Many are mistaken in saying that the stomach is the main organ of digestion. This is a common misconception, since digestion of food is partially observed already in the oral cavity, where a small part of carbohydrates is destroyed. Here, their partial absorption occurs. But the main processes of digestion do occur in the small intestine. At the same time, despite the presence of pepsin, chymosin, gastrixin and hydrochloric acid, protein digestion does not occur in the stomach. These substances under the action of the proteolytic enzyme pepsin and hydrochloric acid denature, that is, lose their special spatial structure. Also, under the action of chymosin, milk protein is curdled.
If the process of protein digestion is expressed as a percentage, then approximately 10% of the destruction of each protein molecule occurs in the stomach. This means that in the stomach, not a single amino acid from the macromolecule is detached and is not absorbed into the blood.
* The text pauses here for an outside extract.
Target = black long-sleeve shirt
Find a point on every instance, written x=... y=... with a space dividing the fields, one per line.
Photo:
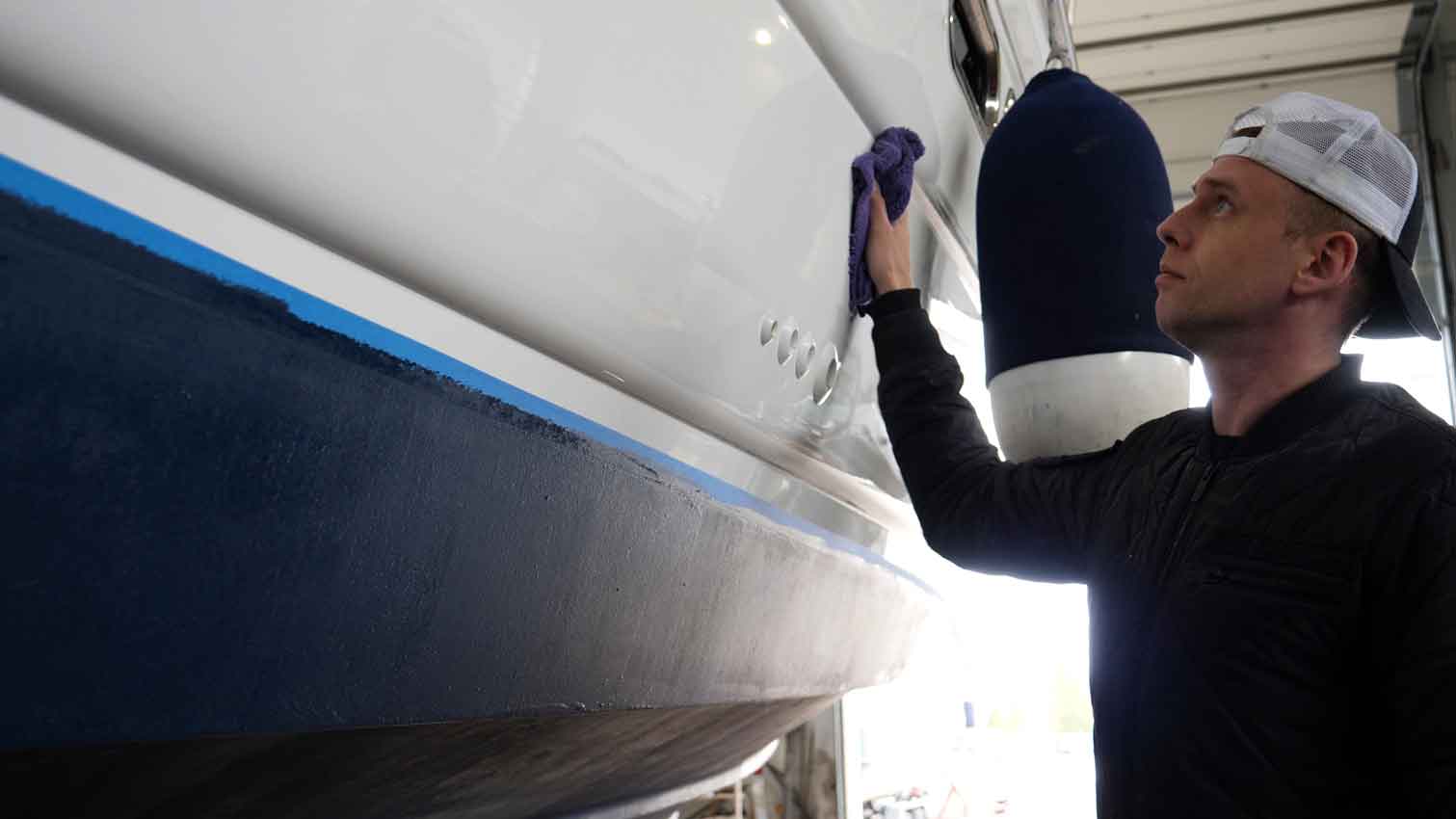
x=1273 y=616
Protein only swells and denatures in order to increase the number of available places for the work of proteolytic enzymes in the duodenum. This means that under the action of pepsin, the protein molecule grows in volume, exposing more peptide bonds, which are then joined by proteolytic enzymes of pancreatic juice.
Protein digestion in the duodenum
After the stomach, processed and thoroughly ground food mixed with gastric juice and prepared for the next stages of digestion enters the duodenum. This is a section of the digestive tract, located at the very beginning of the small intestine. Here, further cleavage of molecules occurs under the action of pancreatic enzymes. These are more aggressive and more active substances that can split a long polypeptide chain.
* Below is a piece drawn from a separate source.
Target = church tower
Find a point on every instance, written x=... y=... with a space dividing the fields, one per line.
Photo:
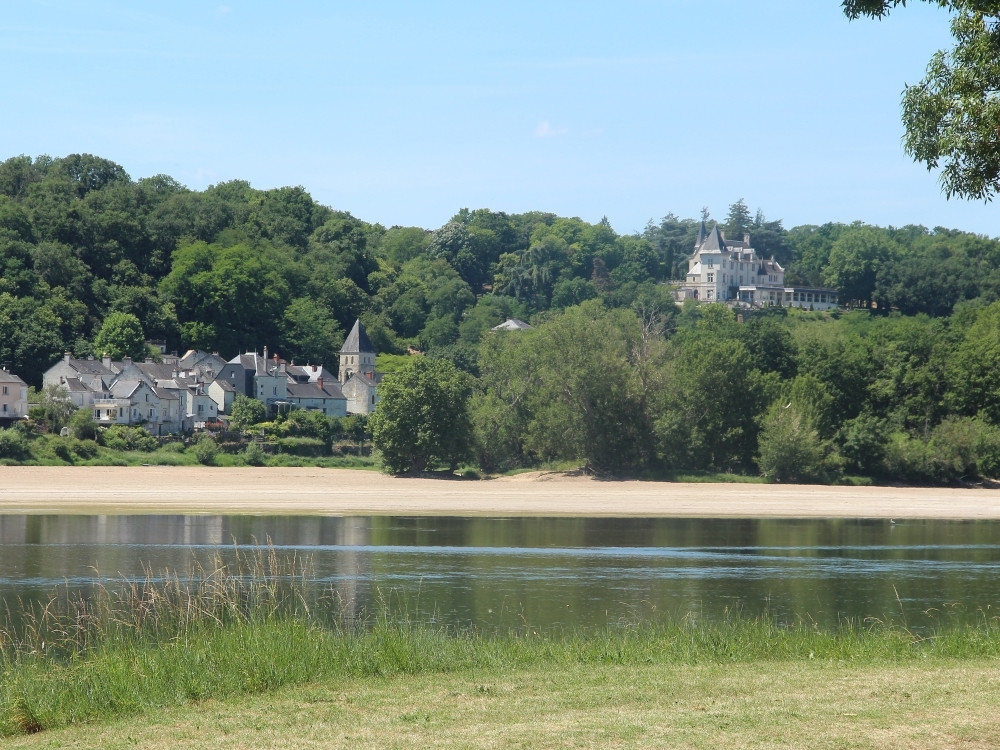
x=357 y=355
Under the action of trypsin, elastase, chymotrypsin, carboxypeptidases A and B, the protein molecule splits into many smaller chains. In fact, after the passage of the duodenum, the digestion of proteins in the intestine only begins. And if expressed as a percentage, then after processing the food lump with pancreatic juice, proteins are digested by about 30-35%. Their complete "disassembly" to the constituent monomers will be carried out in the small intestine.
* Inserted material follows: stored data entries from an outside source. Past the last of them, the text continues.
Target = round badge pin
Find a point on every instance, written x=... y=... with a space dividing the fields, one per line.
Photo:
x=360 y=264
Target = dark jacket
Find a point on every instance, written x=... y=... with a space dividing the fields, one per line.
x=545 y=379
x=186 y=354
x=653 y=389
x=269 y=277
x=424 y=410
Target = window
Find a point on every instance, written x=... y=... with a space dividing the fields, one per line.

Results of pancreatic protein digestion
The digestion of proteins in the stomach and duodenum is the preparatory stage that is needed for the fragmentation of macromolecules. If a protein with a chain length of 1000 amino acids enters the stomach, then, at the exit from the duodenum, for example, 100 molecules with 10 amino acids in each will be obtained. This is a hypothetical figure, since the endopeptidases mentioned above do not divide the molecule into equal sections. Molecules with a chain length of 20 amino acids, 10, and 5 will be present in the resulting mass. This means that the crushing process is chaotic. Its goal is to simplify the work of exopeptidases in the small intestine as much as possible.
Digestion in the small intestine
For any high molecular weight protein, digestion is its complete destruction to the monomers that make up the primary structure. And in the small intestine under the action of exopeptidases, oligopeptides are decomposed into individual amino acids. Oligopeptides are the above-mentioned residues of a large protein molecule, consisting of a small amount of amino acids. Their splitting is comparable in energy costs to synthesis. Because the digestion of proteins and carbohydrates is an energy-intensive process, as is the absorption of the obtained amino acids by epithelial cells.
Parietal digestion
Digestion in the small intestine is called parietal, as it occurs on the villi - folds of the intestinal epithelium, where exopeptidase enzymes are concentrated. They attach to the oligopeptide molecule and hydrolyze the peptide bond. Moreover, for each type of amino acid there is an enzyme. That is, to break the bond formed by alanine, the enzyme alanine aminopeptidase is needed, glycine is glycine aminopeptidase, leucine is leucine aminopetidase.
Because of this, protein digestion takes a lot of time and requires a large number of digestive enzymes of various types. The pancreas is responsible for their synthesis. Its function suffers in patients who abuse alcohol. But to normalize the lack of enzymes, taking pharmacological preparations, is almost impossible.